Very wise indeed. Hate that for him. At least he was stand up enough to still commit via video.


----------



## Ivan (Oct 2, 2010)

Marrow Man said:


> Very wise indeed. Hate that for him. At least he was stand up enough to still commit via video.



He said that he would either come to Minneapolis or Piper could come to Saddleback and they could do a panel discussion. We may not agree with him on all points, but I believe he is a person of intergrity.


----------



## Semper Fidelis (Oct 2, 2010)

Well, from Warren's teaching, it is clear that the size of his Church is his imagination and willingness to dream big dreams.


----------



## DMcFadden (Oct 2, 2010)

Rich,

Where did he get his doctorate again?  Hmmmmm. Hint: According to Google Maps it is 5.5 miles and 12 minutes from me.


----------



## Ivan (Oct 3, 2010)

DMcFadden said:


> Rich,
> 
> Where did he get his doctorate again?  Hmmmmm. Hint: According to Google Maps it is 5.5 miles and 12 minutes from me.


 
Fuller Brush....er, I mean Seminary.


----------



## Michael (Oct 3, 2010)

3 Rick Warren quotes from DGNC10 [quotes collected from twitter posts from the conference]

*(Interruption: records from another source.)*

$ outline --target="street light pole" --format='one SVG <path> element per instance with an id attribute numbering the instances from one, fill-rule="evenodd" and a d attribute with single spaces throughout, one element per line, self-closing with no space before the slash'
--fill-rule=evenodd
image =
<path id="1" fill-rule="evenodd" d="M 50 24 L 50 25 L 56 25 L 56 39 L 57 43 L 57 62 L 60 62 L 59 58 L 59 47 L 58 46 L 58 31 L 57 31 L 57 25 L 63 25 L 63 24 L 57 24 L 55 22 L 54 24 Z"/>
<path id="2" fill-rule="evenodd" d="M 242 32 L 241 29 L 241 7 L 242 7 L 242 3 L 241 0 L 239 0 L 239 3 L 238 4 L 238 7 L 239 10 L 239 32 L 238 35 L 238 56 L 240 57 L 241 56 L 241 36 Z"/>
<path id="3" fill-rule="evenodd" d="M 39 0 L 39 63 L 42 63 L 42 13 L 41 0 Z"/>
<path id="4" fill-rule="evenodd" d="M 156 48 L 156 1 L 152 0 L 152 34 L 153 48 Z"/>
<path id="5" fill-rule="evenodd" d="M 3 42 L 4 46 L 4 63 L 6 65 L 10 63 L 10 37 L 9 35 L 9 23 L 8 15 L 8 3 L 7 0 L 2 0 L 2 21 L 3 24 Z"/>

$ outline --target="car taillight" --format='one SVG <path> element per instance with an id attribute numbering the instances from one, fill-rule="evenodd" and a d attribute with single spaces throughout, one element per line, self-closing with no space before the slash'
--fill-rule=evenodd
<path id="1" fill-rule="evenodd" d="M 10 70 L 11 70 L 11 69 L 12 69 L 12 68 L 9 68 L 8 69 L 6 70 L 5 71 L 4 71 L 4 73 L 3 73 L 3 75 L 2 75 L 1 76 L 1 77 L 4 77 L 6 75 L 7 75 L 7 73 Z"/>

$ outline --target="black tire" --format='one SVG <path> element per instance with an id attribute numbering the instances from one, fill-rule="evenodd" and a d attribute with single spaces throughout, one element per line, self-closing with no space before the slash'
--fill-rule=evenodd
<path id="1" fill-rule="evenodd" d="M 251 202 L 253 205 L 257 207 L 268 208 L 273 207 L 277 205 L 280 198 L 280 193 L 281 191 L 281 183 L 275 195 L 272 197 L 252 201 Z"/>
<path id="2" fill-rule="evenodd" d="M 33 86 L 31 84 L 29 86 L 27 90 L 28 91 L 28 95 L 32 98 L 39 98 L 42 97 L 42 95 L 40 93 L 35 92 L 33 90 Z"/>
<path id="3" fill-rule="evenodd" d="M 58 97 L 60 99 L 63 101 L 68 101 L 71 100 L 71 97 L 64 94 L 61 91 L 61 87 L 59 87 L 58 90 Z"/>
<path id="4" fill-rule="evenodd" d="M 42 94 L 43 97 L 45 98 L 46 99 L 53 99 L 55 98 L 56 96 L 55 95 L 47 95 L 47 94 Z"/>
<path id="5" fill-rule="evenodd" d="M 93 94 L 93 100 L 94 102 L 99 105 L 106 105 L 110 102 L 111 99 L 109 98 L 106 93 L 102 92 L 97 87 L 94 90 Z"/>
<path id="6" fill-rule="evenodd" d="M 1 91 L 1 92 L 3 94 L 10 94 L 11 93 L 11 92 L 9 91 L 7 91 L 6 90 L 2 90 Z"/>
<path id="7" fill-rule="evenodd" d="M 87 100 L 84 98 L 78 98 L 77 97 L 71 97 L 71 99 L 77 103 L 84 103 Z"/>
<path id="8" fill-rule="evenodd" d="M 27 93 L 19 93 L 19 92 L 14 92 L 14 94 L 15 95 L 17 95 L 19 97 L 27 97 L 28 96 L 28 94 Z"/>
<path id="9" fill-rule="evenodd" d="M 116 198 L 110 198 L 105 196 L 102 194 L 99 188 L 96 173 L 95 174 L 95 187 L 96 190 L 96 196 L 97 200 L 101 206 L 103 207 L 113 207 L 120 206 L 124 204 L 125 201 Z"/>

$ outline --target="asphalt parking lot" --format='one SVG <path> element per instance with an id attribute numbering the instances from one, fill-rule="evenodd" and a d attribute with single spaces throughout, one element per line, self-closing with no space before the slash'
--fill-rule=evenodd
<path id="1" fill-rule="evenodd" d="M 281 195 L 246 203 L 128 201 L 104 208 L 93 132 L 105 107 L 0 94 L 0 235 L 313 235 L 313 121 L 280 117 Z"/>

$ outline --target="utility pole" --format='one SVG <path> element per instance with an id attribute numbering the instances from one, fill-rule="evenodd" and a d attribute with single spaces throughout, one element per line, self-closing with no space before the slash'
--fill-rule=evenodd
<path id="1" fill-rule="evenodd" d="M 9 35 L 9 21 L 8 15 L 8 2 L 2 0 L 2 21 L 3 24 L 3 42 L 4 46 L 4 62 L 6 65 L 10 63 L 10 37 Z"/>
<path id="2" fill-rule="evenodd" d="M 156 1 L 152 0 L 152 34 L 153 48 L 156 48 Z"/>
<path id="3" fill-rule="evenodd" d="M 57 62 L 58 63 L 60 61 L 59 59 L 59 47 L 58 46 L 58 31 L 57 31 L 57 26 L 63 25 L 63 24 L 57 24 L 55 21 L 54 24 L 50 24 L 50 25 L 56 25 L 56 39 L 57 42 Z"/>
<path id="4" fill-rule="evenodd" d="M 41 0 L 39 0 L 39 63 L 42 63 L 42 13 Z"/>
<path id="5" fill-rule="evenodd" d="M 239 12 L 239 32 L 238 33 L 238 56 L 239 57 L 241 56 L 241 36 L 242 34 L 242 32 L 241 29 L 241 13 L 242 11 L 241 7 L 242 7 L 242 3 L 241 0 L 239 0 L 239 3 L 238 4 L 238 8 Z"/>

"Try Jesus for 60 days or your money guaranteed back!"

"The biggest mistake that churches make is we think that sermons will produce spiritual maturity."

"Preaching and prayer doesn't grow a church."


----------



## N. Eshelman (Oct 3, 2010)

Michael said:


> 3 Rick Warren quotes from DGNC10 [quotes collected from twitter posts from the conference]
> 
> "Try Jesus for 60 days or your money guaranteed back!"
> 
> ...


 
The first quote is strange. 
The second quote is correct- Good, biblical, exegetical, Christ-centered, experiential, applicatory sermons produce spiritual maturity. 
The third is correct- Christ builds his church.... through preaching and prayer.


----------



## Ivan (Oct 3, 2010)

Didn't hear any of that.


----------



## Michael (Oct 3, 2010)

Ivan said:


> Didn't hear any of that.


I'm not there so you know better. Just going off of twitter feeds....


----------



## Ivan (Oct 3, 2010)

Not sure I know better but I didn't hear those statements from Warren. Believe me, if Warren had been here it would have been most interesting. From the way Piper said he would have liked to ask him some questions, I think some very pointed questions would have been asked Warren. It just didn't work out. Providence.


----------



## awretchsavedbygrace (Oct 7, 2010)

Michael, Rick Warren did not say those things at the conference. What happened is that LaneCh tweeted those quotes that Warren allegedly has said in the past and posted them on the Desiring God Conference tag on twitter. Thus, people thought they were said at the conference. But LaneCh was simply posting them to show people what Warren (allegedly) has said.


----------



## Michael (Oct 7, 2010)

awretchsavedbygrace said:


> Michael, Rick Warren did not say those things at the conference. What happened is that LaneCh tweeted those quotes that Warren allegedly has said in the past and posted them on the Desiring God Conference tag on twitter. Thus, people thought they were said at the conference. But LaneCh was simply posting them to show people what Warren (allegedly) has said.


 
I see. Thanks and sorry for the confusion.


----------